Gone For All Seasons

"Heston's Last Ride" from The Ryskind Sketchbook

I liked the title of ninme's tribute, and Heston's letter to the Weekly Standard about "the real" Shakespeare is lovely, and gives you a sense of the man. Couldn't agree more with Heston's remark:
Being a writer, Sobran misreads Shakespeare as academics do: He treats him as a writer. I know, there he is on the page, but that's not where he or his plays live. Shakespeare leaps alive in air, in the spoken sound of his words.
Curtsy to Powerline, which collects other worthy links.

I think I've mentioned previously how much I enjoyed Heston as Thomas More in a tv version of A Man for All Seasons. Nothing against Paul Scofield's wonderful performance (and the latter production is better overall), but St. Thomas was called "the merry More," and Heston captures the spirit of the historical figure better I think. Coincidentally, Paul Scofield just passed away too --another actor who managed to be a decent man.

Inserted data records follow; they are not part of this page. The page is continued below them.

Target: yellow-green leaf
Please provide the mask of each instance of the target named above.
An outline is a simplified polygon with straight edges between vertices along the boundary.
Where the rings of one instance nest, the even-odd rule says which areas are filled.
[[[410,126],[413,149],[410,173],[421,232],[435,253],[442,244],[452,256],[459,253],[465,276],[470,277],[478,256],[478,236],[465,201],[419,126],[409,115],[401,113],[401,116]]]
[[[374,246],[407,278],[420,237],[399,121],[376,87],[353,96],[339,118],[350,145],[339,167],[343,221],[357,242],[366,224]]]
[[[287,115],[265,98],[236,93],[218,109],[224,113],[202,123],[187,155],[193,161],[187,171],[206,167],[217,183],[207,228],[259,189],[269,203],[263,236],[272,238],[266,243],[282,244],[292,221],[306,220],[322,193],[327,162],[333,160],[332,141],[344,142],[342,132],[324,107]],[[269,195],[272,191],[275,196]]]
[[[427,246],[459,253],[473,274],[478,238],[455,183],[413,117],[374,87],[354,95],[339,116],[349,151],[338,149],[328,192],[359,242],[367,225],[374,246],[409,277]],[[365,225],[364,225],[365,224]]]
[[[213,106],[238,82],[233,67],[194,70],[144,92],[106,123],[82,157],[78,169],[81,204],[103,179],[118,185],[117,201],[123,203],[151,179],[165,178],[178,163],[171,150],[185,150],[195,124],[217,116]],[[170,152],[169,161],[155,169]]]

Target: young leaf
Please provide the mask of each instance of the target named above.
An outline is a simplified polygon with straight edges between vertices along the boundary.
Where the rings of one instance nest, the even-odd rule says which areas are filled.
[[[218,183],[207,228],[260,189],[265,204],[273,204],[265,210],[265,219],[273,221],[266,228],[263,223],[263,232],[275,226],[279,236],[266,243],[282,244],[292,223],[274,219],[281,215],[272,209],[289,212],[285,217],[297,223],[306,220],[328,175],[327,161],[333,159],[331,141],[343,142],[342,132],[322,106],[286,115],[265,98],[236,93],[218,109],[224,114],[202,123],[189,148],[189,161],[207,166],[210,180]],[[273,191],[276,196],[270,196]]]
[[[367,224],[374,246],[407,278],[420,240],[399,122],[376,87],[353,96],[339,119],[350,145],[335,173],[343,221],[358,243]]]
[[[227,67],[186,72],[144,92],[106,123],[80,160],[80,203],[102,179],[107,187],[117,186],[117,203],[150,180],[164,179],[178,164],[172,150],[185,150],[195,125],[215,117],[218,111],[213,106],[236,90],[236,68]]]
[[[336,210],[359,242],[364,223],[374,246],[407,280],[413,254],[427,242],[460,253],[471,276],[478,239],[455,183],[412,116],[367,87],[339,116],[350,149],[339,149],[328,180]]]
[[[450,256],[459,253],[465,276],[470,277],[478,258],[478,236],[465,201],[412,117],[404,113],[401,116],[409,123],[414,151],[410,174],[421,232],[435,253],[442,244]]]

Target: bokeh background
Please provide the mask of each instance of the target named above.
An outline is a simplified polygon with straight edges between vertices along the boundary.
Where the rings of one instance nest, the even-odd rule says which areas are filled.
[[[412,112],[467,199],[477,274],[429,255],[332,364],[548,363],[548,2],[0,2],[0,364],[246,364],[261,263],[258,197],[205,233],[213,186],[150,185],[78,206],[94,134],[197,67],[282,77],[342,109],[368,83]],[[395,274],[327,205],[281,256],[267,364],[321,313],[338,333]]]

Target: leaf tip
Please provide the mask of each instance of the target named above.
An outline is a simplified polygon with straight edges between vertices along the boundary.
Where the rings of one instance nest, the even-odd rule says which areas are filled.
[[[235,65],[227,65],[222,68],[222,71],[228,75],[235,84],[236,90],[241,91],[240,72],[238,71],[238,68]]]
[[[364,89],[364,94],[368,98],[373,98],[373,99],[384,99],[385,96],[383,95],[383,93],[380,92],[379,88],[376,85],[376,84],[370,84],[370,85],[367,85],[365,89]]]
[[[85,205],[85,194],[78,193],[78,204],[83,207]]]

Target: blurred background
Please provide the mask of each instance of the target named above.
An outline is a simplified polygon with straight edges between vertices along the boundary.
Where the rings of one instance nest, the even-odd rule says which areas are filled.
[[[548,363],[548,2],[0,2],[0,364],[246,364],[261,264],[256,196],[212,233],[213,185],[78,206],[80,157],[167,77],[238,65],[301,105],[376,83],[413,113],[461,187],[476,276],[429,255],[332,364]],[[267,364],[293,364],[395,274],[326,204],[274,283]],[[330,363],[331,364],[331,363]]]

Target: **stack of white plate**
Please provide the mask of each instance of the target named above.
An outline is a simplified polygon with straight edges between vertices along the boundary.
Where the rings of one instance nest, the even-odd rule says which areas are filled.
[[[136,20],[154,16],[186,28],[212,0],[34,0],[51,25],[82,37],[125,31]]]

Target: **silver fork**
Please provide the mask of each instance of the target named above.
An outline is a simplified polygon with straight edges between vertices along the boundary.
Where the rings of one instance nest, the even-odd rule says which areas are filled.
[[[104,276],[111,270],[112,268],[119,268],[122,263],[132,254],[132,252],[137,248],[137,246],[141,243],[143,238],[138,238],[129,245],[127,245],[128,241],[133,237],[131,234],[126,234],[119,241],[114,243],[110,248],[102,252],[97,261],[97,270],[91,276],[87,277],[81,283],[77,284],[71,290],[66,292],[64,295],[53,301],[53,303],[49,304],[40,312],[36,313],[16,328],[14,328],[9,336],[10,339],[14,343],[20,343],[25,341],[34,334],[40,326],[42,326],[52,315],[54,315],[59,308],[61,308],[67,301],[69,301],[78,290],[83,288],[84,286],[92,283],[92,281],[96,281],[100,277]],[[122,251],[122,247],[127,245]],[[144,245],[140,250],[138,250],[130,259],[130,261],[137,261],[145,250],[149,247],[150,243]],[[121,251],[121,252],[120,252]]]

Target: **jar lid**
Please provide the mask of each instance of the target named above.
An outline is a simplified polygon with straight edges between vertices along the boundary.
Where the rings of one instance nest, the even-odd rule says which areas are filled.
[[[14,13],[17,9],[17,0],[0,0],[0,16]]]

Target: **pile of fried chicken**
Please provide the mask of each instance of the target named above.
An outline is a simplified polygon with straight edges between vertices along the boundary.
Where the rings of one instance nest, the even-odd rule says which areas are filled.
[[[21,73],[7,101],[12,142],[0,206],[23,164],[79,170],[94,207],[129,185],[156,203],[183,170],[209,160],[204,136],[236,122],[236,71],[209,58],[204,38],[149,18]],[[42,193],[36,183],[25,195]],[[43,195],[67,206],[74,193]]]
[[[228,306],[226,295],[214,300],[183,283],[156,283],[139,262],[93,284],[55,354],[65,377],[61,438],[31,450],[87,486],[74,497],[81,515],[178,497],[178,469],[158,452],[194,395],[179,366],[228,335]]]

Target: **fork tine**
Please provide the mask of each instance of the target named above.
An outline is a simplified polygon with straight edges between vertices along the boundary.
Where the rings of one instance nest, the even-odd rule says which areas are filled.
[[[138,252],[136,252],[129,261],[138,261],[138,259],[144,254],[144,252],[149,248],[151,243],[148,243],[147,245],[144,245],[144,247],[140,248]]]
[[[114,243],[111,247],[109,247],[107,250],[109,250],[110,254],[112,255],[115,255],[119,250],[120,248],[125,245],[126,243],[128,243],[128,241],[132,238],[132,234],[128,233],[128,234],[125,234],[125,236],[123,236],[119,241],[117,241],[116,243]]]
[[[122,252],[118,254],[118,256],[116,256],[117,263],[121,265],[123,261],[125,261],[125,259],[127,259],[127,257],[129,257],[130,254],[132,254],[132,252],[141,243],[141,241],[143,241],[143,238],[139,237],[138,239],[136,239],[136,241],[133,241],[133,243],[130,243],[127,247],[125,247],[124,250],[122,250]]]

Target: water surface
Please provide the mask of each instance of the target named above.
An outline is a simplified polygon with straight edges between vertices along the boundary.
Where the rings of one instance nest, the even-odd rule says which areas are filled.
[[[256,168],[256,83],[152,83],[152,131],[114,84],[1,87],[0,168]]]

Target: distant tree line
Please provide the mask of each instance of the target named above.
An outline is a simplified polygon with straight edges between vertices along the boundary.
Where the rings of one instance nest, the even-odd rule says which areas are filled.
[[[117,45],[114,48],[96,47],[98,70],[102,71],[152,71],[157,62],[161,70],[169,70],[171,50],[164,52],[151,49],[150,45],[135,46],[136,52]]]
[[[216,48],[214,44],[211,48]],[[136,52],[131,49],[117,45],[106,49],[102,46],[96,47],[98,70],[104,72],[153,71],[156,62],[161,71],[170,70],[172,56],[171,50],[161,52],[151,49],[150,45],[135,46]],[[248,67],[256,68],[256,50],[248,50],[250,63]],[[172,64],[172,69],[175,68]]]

Scofield was an unusual star — a family man who lived almost his entire life within a few miles of his birthplace in southern England and hurried home after work to his wife and children. He didn't seek the spotlight, gave interviews sparingly, and at times seemed to need coaxing to venture out, even onto the stage he loved.

But, he insisted in The Sunday Times in 1992, "My reclusiveness is a myth.... Yes, I've turned down quite a lot of parts. At my age you need to weed things out, but the idea that I can't be bothered anymore with acting — that's quite absurd. Acting is all I can do. An actor: That's what I am."

Richard Burton said of him:

Of the 10 greatest moments in the theater, eight are Scofield's.

Update: Cacciaguida, also on Heston & Scofield. Here's an interesting interview Heston gave to Ken Masugi while he was visiting at the Ashbrook Center. And Bill Rusher's remembrance of his friend is nice. I liked this, on why Heston never ran for Senate, as some were urging him for awhile:

"Well," he replied, "my family is divided on the question. My son wants me to run, and my wife doesn't. But do you realize, Bill" -- and now his eyes were very serious -- "if I were elected to the Senate, I could never play Macbeth again?" At that, I stopped urging him to run. If the acting profession meant as much to him as it clearly did, I didn't want to have even a small part in dissuading him from it.